February 13, 2018
By Kim Priore, Development and Communications Officer

5 Tips for Talking About Domestic Violence in the News

“Have You Heard About XYZ Case?”

REACH Development and Communications Officer Kim Priore

All too often, domestic violence is in the news. Here at REACH we always struggle with what, if anything, to say about these stories that everyone is talking about, or what news stories from other sources to share with you through our social media. This past week, it was Rob Porter. In the past, it was Ray Rice or Chris Brown and Rihanna. The news coverage is often sensational, including disturbing images or descriptions of injuries that could be triggering or re-traumatizing to survivors. Some people have assumed that we as advocates, and/or the survivors we work with, must be somehow pleased with the wall-to-wall coverage of “our” issue with things like the #MeToo movement. In reality, it affects everyone differently, but survivors often tell us it’s hard when you can’t turn on the radio in the car or pick up a magazine in a waiting area without encountering stories of assault. In addition, the public narrative that takes shape around these stories can reinforce the very stereotypes and myths that we are working every day to dismantle. We try not to amplify commentary that does that.

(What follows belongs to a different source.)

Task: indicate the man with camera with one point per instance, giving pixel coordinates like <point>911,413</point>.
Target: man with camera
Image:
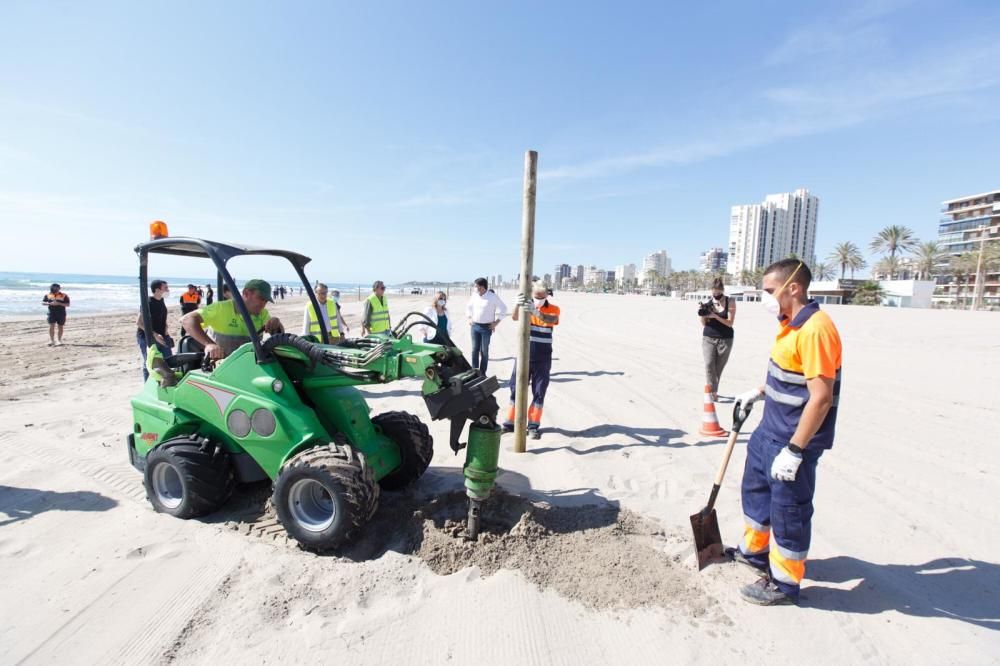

At the same time, while we never want to forget that there are real people at the center of these stories, these public conversations also present ‘teachable moments’ where we can challenge those stereotypes or point out important themes for people who are less versed in this issue. People may ask you for your opinion if they know you’ve volunteered with REACH, or come to our gala, or shared our content on social media. If conversations like this are coming up in your social circles, here are a few tips to move the conversation forward in a productive and educational way.

  1. This is a real person. Conversation around news stories, and especially people in the public eye, often forget that and it’s important to remind people. Try to keep humanity at the center of the conversation.
  2. You don’t necessarily know an abuser when you see one. The monster myth is real and pervasive. Similar myths persist about what a ‘real victim’ looks like. It’s okay to gently challenge people who say “He doesn’t seem like the type” or “You wouldn’t think it could happen to her.” You can just say “Why not?” Domestic violence happens in all types of relationships, and in every cultural, ethnic, religious, and economic group.
  3. There is safety in numbers. Sometimes people assume that, with stories like the #MeToo movement or Bill Cosby, allegations are being made because people are looking to hop on some kind of bandwagon or perhaps ‘looking for a payday.’ REACH’s experience working with survivors has taught us that when one person shares their story, others feel more comfortable doing so. If multiple victims are coming forward with similar stories, it’s likely because those first few gave others the courage to do the same.
  4. This probably wasn’t a one-time incident. I’ve noticed that local news in particular is fond of the “He just snapped” story. They’ll find one or two neighbors to interview after an assault has made the news, and those neighbors will inevitably say that the couple in question seemed nice and quiet and kept to themselves. Friends and family will say they didn’t see any signs of trouble. Too often the story gets framed as a loss of control, when in fact it was the opposite. Domestic violence is about the establishment of power and control. We also know that it involves a pattern of (often escalating, and not always physical) behavior, and so the likelihood is that this was not an isolated incident. There are reasons we’d like to think that these incidents are out of the ordinary and can’t happen to us. The fact is, we as friends and family won’t see the signs unless we know the signs, and unless we are looking for them.
  5. It’s not so easy to “just leave.” In any conversation about domestic violence, the question is likely to come up – if it was so bad, why didn’t the victim ‘just leave’? The very framing of this question places the responsibility for the situation on the person being abused, instead of the person doing the abusing. The short answer we often give is: because the abuse worked. Remember, abuse is about power and control (see #4), and when it works, the survivor feels like they don’t have the power or the control to change their circumstances. They may feel isolated from friends and family, may be afraid no one will believe them because their partner is an upstanding member of the community, or they may be financially dependent on their abuser. There are a million reasons people stay, but try reframing the question: why does the abuser abuse? Why do we expect the victim to be the one to put a stop to it?

My colleagues at REACH are constantly out and about in the community, leading trainings and trying to educate communities about domestic violence. The reality is that you are our best tool for doing this. The majority of people may not attend a REACH event or training, but when you talk to your friends, family members, and coworkers around the kitchen table, at the water cooler, or over drinks after work, we can really start making a difference in the way that society thinks and feels about abuse. That’s what we mean when we say TOGETHER we will reach beyond domestic violence.